L'acceptation béate de la brutalité policière

Marc-André Cyr
L'auteur est doctorant en science politique à l'UQAM. Sa thèse porte sur l'histoire politique des manifestations et des émeutes au Québec.

La manifestation contre la brutalité policière est chaque année victime... de brutalité policière. Tout comme l'an dernier, la campagne de dénigrement mise en oeuvre par le Service de police de la ville de Montréal fut des plus efficaces. Avant même que le moindre manifestant n'ait pensé participer à la manifestation annuelle, le SPVM, relayé par son puissant service de relations publiques, mettait tout en oeuvre afin de justifier d'éventuelles arrestations.

Cette année, ce fut le bris de quelques voitures de police à quelques jours de la manifestation dans le quartier Saint-Henri qui a permis aux policiers de partir le bal.

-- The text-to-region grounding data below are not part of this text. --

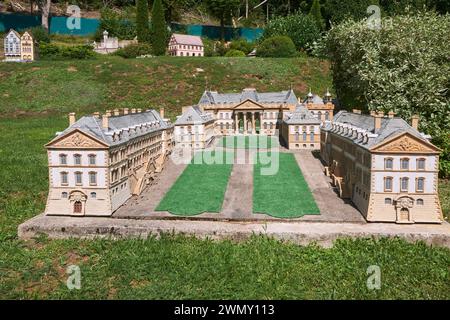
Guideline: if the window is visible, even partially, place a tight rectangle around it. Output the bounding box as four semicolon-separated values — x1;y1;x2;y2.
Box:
385;198;392;204
400;158;409;170
59;154;67;165
384;177;393;192
384;158;393;170
416;199;424;205
417;158;426;170
75;172;82;185
303;132;307;141
89;172;97;185
74;154;82;165
90;192;97;199
88;154;96;165
61;192;68;198
295;132;299;141
73;201;82;213
416;177;425;192
325;112;329;120
400;177;409;192
60;172;68;185
310;132;314;142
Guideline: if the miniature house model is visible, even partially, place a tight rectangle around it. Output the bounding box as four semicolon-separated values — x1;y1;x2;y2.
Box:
168;33;204;57
93;30;138;54
4;29;35;62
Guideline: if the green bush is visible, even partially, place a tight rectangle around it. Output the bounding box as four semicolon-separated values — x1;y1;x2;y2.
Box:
38;43;95;59
150;0;169;55
202;38;216;57
27;26;50;44
262;12;321;51
114;43;153;58
95;7;136;40
136;0;150;42
324;12;450;176
225;49;246;57
256;36;297;58
229;38;253;55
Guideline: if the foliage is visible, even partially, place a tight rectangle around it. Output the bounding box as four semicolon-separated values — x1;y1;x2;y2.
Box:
114;43;153;58
96;7;136;40
257;35;297;58
204;0;241;40
323;0;380;26
309;0;325;31
225;49;246;57
26;26;50;44
150;0;169;55
38;43;95;59
262;12;321;51
324;12;450;176
136;0;151;42
229;38;254;55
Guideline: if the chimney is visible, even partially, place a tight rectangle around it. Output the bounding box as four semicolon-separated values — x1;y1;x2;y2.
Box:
123;108;129;115
69;112;76;126
160;108;165;119
131;108;136;114
102;113;109;129
388;111;395;119
411;114;419;130
137;108;142;113
374;112;382;133
93;112;100;118
352;109;361;114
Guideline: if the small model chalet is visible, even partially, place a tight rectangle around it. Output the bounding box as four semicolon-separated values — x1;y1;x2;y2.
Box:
168;33;204;57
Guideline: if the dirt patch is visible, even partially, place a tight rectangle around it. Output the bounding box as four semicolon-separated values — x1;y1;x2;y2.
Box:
67;66;78;72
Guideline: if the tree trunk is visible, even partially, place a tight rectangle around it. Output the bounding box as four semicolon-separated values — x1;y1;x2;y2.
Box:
39;0;51;31
220;17;225;41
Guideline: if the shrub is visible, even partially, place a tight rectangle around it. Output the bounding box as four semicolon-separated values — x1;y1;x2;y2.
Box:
202;38;216;57
38;43;95;59
323;0;379;25
225;49;246;57
262;12;321;51
27;26;50;43
150;0;168;55
114;43;153;58
136;0;150;42
95;7;136;40
256;36;297;58
324;12;450;176
229;38;253;55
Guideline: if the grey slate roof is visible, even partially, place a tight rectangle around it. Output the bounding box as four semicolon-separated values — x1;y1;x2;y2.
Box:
198;88;298;105
322;110;431;150
55;110;171;147
304;94;325;104
283;104;321;125
175;106;214;125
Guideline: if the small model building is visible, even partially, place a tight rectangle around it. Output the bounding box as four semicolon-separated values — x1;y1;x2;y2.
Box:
321;110;443;224
3;29;34;62
44;108;174;216
168;33;204;57
174;106;215;149
93;30;138;54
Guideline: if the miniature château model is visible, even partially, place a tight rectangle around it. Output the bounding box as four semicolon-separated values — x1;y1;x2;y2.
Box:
168;33;204;57
321;110;443;224
175;88;333;149
3;29;35;62
174;106;215;148
44;108;174;216
93;30;137;54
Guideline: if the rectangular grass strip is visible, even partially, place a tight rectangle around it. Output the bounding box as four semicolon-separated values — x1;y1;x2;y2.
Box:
156;151;233;216
217;135;279;149
253;152;320;218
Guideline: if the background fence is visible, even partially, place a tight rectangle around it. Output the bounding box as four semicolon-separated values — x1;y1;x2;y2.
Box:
0;13;263;41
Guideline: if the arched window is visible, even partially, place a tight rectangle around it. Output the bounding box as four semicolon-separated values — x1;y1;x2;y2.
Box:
417;158;426;170
416;177;425;192
295;132;299;141
303;132;307;141
75;172;82;185
60;172;68;185
59;154;67;165
400;158;409;170
385;198;392;204
310;132;314;142
400;177;409;192
384;177;393;192
416;199;424;205
73;201;82;213
88;154;96;165
89;172;97;186
325;112;330;120
384;158;393;170
74;154;82;165
90;192;97;199
61;192;68;198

Il suffit d'entendre Yannick Ouimet du SPVM, qui lançait un message on ne peut plus dirigé vers les manifestants contre la brutalité policière: «Donc on peut croire que le groupe qu'on a ici est un groupe que nous voyons dans des manifestations.» Et pourquoi donc? À cause des tags, des cagoules et des vêtements noirs, «on peut cibler un groupe en particulier», précise-t-il. Des tags, des cagoules et la couleur des vêtements... le profilage racial, comme on le sait, n'est pas seul à influencer les forces de l'ordre, le profilage politique et social, lui aussi, est très répandu.

Les jeunes de la rue, les jeunes immigrants, les anarchistes, de même que tous ces groupes sans représentants officiels pour prendre leur défense, sont bien entendu les cibles parfaites des abus policiers. Depuis 1999 seulement, on compte plus de 3000 arrestations à caractère politique à Montréal - ces nombreuses arrestations de masse furent d'ailleurs dénoncées par l'ONU en 2005. Sans l'ombre d'un doute, les policiers s'en prennent plus sévèrement envers ces «déviants» qui osent remettre en doute leur pratique.

Ce profilage est d'ailleurs bien documenté par plusieurs chercheurs en mouvements sociaux comme J.A. Frank et, dernièrement, la Commission des droits de la personne nous rappelait que le profilage social était malheureusement monnaie courante dans les rangs du SPVM.

Au point de rencontre de la manifestation, au métro Pie-IX, la provocation commencée depuis déjà quelques jours pouvait ainsi se poursuivre en toute légitimité: fermeture du métro, fouilles et vérification illégales d'identités, prises de photographie, confiscation de pancartes et de drapeaux et arrestations arbitraires allaient bon train; sans oublier bien sûr une présence policière pour le moins intimidante: hélicoptère, cavalerie, policiers antiémeutes - par centaines! - se sont mis en frais d'intimider ceux et celles qui ont le «profil» du manifestant (le mauvais, bien sûr).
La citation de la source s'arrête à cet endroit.